If you are looking for a book about Kafka, let's have a look on Kafka: The Definitive Guide which you can get here: https://www.confluent.io/resources/kafka-the-definitive-guide/

Below there are many design/conceptual diagrams showing how Kafka works.

Reference link

Kafka Replication Factor refers to the multiple copies of data stored across several Kafka brokers. In the above diagram consisting of three brokers, the replication factor is 2.
Reference link

Reference link

Confluent Platform

The Confluent setup provides web UI for the whole Kafka platform.
More information you can find in this guideline: https://docs.confluent.io/platform/current/quickstart/ce-docker-quickstart.html

Reference link

Confluent Control Center is a web-based tool for managing and monitoring Apache Kafka®. Control Center provides a user interface that allows developers and operators to get a quick overview of cluster health, observe and control messages, topics, and Schema Registry, and to develop and run ksqlDB queries. See more: https://docs.confluent.io/platform/current/control-center/index.html

Confluent Schema Registry provides a serving layer for your metadata. It provides a RESTful interface for storing and retrieving your Avro®, JSON Schema, and Protobuf schemas. See more: https://docs.confluent.io/platform/current/schema-registry/index.html
ksqlDB is the streaming SQL engine for Kafka. It provides an easy-to-use yet powerful interactive SQL interface for stream processing on Kafka, without the need to write code in a programming language such as Java or Python.

Message Queue vs Streaming (Kafka)

A message queue, sometimes called a point-to-point communication, is fairly straightforward. A message queue can have one or more consumers and/or producers. In a message queue with multiple consumers, the queue will attempt to distribute the messages evenly across them, with the guarantee being that every message will only be delivered once.

A streaming broker is different from a message queue for many reasons. For starters, messages are organized into log files or topics. One or more consumers can subscribe to a log file or topic to receive all messages that come through that stream. With proper setup, a streaming broker will deliver the same message to every subscriber, in a specific order. This is often described as a publish-subscribe pattern.

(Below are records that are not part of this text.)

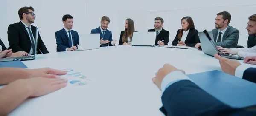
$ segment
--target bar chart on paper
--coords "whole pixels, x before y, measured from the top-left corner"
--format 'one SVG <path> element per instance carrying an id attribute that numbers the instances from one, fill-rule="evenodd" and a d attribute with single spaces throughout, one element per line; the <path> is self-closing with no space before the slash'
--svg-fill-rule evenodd
<path id="1" fill-rule="evenodd" d="M 84 74 L 80 72 L 76 71 L 70 68 L 64 69 L 63 70 L 67 71 L 66 76 L 70 77 L 69 83 L 75 86 L 87 85 L 91 80 L 89 79 Z M 70 78 L 72 77 L 71 78 Z"/>

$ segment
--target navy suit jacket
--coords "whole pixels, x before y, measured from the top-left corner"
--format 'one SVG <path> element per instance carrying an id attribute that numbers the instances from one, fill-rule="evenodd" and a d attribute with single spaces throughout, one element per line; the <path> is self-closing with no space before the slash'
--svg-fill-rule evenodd
<path id="1" fill-rule="evenodd" d="M 74 30 L 70 30 L 73 45 L 78 47 L 77 45 L 79 45 L 78 33 Z M 55 32 L 55 37 L 57 44 L 57 51 L 64 51 L 67 48 L 70 47 L 68 35 L 64 28 Z"/>
<path id="2" fill-rule="evenodd" d="M 178 41 L 179 39 L 178 39 L 178 36 L 180 34 L 180 31 L 181 29 L 178 29 L 177 34 L 176 34 L 174 40 L 172 42 L 172 45 L 177 45 L 178 44 Z M 186 38 L 185 40 L 185 43 L 186 45 L 187 46 L 189 46 L 192 47 L 195 47 L 195 45 L 198 43 L 200 43 L 200 40 L 199 40 L 199 37 L 198 36 L 198 31 L 196 29 L 190 29 L 189 31 L 187 37 Z M 182 36 L 181 36 L 182 37 Z"/>
<path id="3" fill-rule="evenodd" d="M 1 40 L 1 38 L 0 38 L 0 45 L 2 46 L 2 51 L 3 51 L 7 49 L 5 47 L 5 45 L 4 45 L 4 44 L 3 44 L 3 43 L 2 41 L 2 40 Z"/>
<path id="4" fill-rule="evenodd" d="M 35 27 L 31 25 L 31 30 L 34 37 L 35 37 Z M 25 25 L 21 21 L 9 25 L 7 34 L 10 48 L 13 52 L 25 51 L 29 53 L 31 48 L 31 40 Z M 37 54 L 49 53 L 42 40 L 39 31 L 37 52 Z"/>
<path id="5" fill-rule="evenodd" d="M 247 45 L 248 48 L 253 47 L 256 45 L 256 35 L 249 35 L 248 36 Z"/>
<path id="6" fill-rule="evenodd" d="M 238 37 L 239 37 L 239 31 L 233 27 L 227 25 L 227 28 L 223 35 L 222 41 L 220 42 L 216 42 L 218 39 L 218 29 L 215 28 L 212 30 L 213 34 L 215 46 L 221 46 L 227 48 L 236 48 L 238 43 Z"/>
<path id="7" fill-rule="evenodd" d="M 111 42 L 113 40 L 112 38 L 112 32 L 111 31 L 106 29 L 105 31 L 105 36 L 103 38 L 103 40 L 109 40 L 109 42 L 108 43 L 108 46 L 113 46 L 112 44 L 111 44 Z M 100 37 L 99 40 L 101 39 L 102 38 L 102 34 L 101 32 L 101 30 L 100 30 L 100 28 L 99 27 L 96 28 L 92 29 L 91 31 L 91 34 L 100 34 Z M 102 44 L 99 46 L 100 47 L 105 47 L 108 46 L 108 43 L 106 44 Z"/>
<path id="8" fill-rule="evenodd" d="M 244 72 L 243 79 L 256 83 L 256 68 L 250 68 Z"/>
<path id="9" fill-rule="evenodd" d="M 255 111 L 223 103 L 188 80 L 170 85 L 163 93 L 162 102 L 160 110 L 166 116 L 256 116 Z"/>

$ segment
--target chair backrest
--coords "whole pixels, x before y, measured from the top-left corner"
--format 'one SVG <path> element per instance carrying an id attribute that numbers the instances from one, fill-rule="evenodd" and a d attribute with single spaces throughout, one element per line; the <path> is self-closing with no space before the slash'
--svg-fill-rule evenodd
<path id="1" fill-rule="evenodd" d="M 237 48 L 244 48 L 244 46 L 242 46 L 242 45 L 237 45 L 237 47 L 236 47 Z"/>

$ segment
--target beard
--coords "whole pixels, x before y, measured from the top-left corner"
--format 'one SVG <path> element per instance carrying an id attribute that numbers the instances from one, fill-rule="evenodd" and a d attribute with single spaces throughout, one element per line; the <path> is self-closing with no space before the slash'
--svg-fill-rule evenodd
<path id="1" fill-rule="evenodd" d="M 32 24 L 34 22 L 34 20 L 33 20 L 33 19 L 30 17 L 26 17 L 26 19 L 28 21 L 28 22 L 30 24 Z"/>

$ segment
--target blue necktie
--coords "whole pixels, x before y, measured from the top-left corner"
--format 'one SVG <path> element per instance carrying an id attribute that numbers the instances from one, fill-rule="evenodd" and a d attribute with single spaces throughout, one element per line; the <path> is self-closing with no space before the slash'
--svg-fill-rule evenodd
<path id="1" fill-rule="evenodd" d="M 102 38 L 104 38 L 104 37 L 105 37 L 105 30 L 103 31 L 103 34 L 102 34 Z"/>
<path id="2" fill-rule="evenodd" d="M 70 45 L 70 48 L 72 47 L 72 41 L 71 41 L 71 34 L 70 34 L 70 31 L 67 31 L 69 33 L 69 35 L 68 35 L 68 39 L 69 39 L 69 45 Z"/>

While many consumers may be active, queues only deliver messages to a single consumer (typically whichever consumer is available to receive it first) before removing that message from the queue. Meanwhile, streaming brokers send the same message to every subscriber of that log file.

In a queue, once a message is delivered, it's gone forever. To reprocess a message, you have to have a backup, like a batch layer, so that you can put it back into the queue. In comparison, a streaming broker uses a distributed log file, so consumers can move backward and forward within that file to re-process messages they've already received on command.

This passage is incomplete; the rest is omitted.